A Florida appellate court has considered whether a purchaser's lawsuit adequately stated claims against a listing broker for failing to disclose latent defects on the property.
Paul and Mary Cummings ("Sellers") entered into a contract to sell their townhouse condominium to Erik and Carol Syvrud ("Buyers"). Both parties were represented by real estate licensees in the transaction.
Following the close of the transaction, the Buyers discovered water damage and structural defects in the townhouse. Additionally, the Buyers learned that a number of buildings in the condominium association had substantial structural problems and over the past year, the association had notified unit owners in various letters that unit owners would face an assessment in excess of $20,000 per unit. The Sellers had not disclosed any of this information to the Buyers.
The Buyers filed a lawsuit against the Sellers, the Buyers' real estate licensees, and the listing broker, Today Real Estate, Inc. d/b/a ReMax Today ("Listing Broker"). The lawsuit sought to void the purchase contract as well making various claims for damages resulting from the nondisclosure of the defects. The Listing Broker moved to dismiss the allegations made against it, based on language contained in the purchase contract. The trial court granted the motion, and the Buyers appealed.
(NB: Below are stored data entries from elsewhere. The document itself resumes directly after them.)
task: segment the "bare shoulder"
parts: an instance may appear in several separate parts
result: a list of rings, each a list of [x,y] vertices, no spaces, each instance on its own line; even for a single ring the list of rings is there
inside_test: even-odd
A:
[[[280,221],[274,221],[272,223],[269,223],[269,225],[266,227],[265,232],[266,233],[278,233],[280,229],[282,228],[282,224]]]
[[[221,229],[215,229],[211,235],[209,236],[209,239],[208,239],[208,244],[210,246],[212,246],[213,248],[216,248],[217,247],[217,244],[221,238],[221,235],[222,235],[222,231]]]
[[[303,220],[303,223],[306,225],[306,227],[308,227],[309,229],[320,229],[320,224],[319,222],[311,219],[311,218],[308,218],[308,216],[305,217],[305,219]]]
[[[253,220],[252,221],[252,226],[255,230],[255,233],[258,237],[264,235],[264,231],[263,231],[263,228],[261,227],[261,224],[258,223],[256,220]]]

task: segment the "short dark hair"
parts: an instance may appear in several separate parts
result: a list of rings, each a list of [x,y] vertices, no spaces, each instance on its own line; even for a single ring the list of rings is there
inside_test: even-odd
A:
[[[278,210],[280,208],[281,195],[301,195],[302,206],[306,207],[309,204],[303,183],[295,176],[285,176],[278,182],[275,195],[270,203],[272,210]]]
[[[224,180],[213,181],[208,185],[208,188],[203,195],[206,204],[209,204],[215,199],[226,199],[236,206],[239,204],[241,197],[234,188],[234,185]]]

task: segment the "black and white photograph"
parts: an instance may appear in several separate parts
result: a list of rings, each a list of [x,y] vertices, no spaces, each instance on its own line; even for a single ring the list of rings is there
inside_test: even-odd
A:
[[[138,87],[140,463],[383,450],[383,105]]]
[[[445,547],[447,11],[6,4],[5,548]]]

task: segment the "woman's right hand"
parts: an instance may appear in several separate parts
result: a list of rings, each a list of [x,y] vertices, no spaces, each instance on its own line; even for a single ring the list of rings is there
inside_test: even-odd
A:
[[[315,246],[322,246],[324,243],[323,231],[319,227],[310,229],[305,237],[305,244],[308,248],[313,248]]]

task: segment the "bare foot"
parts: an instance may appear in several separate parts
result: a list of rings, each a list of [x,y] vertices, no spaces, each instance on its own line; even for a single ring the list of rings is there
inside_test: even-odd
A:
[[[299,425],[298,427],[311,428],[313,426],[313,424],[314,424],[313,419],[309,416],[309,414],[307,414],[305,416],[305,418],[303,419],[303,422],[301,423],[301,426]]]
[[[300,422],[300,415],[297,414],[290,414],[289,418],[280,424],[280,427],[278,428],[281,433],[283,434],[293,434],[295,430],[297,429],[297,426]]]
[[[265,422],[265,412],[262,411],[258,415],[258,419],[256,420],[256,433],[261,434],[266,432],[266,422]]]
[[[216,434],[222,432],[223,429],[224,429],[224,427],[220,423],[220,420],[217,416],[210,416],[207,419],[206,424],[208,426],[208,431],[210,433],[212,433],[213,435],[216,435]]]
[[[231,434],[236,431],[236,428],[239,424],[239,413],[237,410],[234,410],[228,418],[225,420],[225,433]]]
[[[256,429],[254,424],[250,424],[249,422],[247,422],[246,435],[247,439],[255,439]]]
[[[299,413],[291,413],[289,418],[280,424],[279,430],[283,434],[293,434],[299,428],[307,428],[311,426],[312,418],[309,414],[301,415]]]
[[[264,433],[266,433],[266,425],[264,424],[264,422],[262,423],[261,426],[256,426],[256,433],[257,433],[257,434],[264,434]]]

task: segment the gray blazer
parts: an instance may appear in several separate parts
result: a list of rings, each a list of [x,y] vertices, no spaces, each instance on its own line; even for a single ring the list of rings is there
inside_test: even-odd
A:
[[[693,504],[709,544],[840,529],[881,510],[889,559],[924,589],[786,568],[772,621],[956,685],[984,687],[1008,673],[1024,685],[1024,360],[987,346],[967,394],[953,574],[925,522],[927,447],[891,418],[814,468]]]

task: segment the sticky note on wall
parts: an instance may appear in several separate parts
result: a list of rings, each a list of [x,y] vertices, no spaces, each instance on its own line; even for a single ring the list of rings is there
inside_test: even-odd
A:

The District Court of Appeal of Florida, Second District, reversed the trial court and reinstated the Buyers' lawsuit against the Listing Broker. Florida law requires a seller of property to disclose all known facts about the property which "materially affect" the value of the property and are not observable or known to the buyer. A listing broker can be liable for negligence and fraudulent misrepresentation when such defects are not properly disclosed.
The Listing Broker argued that the Buyers waived their claims for nondisclosure in the purchase contract. A section of the purchase contract stated that the Buyers acknowledged that the "property being sold is not new and the seller(s) and broker(s) make no verbal representations, warranties, or guarantees as to the condition of the property and it's [sic] appurtenances and/or fitness for specific purpose." The court determined that the clause in question was the equivalent of an "as-is" clause. Under Florida law, an "as-is" clause does not remove the obligation of the seller to disclose known hidden defects to the buyers or those defects which a listing broker has knowledge. Therefore, the court ruled that the Buyers had stated a nondisclosure case against the Listing Broker and so the court reversed the trial court, reinstating the case. Parenthetically, the court added that it did not have to determine at this point whether the Buyers could have waived the duty of disclosure, as the only issue before the court at this time was whether the Buyers had properly alleged nondisclosure in their complaint.
Next, the court considered whether the Buyers had properly alleged negligence against the Listing Broker. The "as-is" clause could limit the duty the Listing Broker owed to the Buyers. However, the court found that the effect of the "as-is" clause on the negligence allegations is a question of fact which a jury needs to resolve. Thus, the court reversed these allegations as well and sent the case back to the trial court.
Syvrud v. Today Real Estate, Inc., 858 So. 2d 1125 (Fla. Dist. Ct. App. 2003).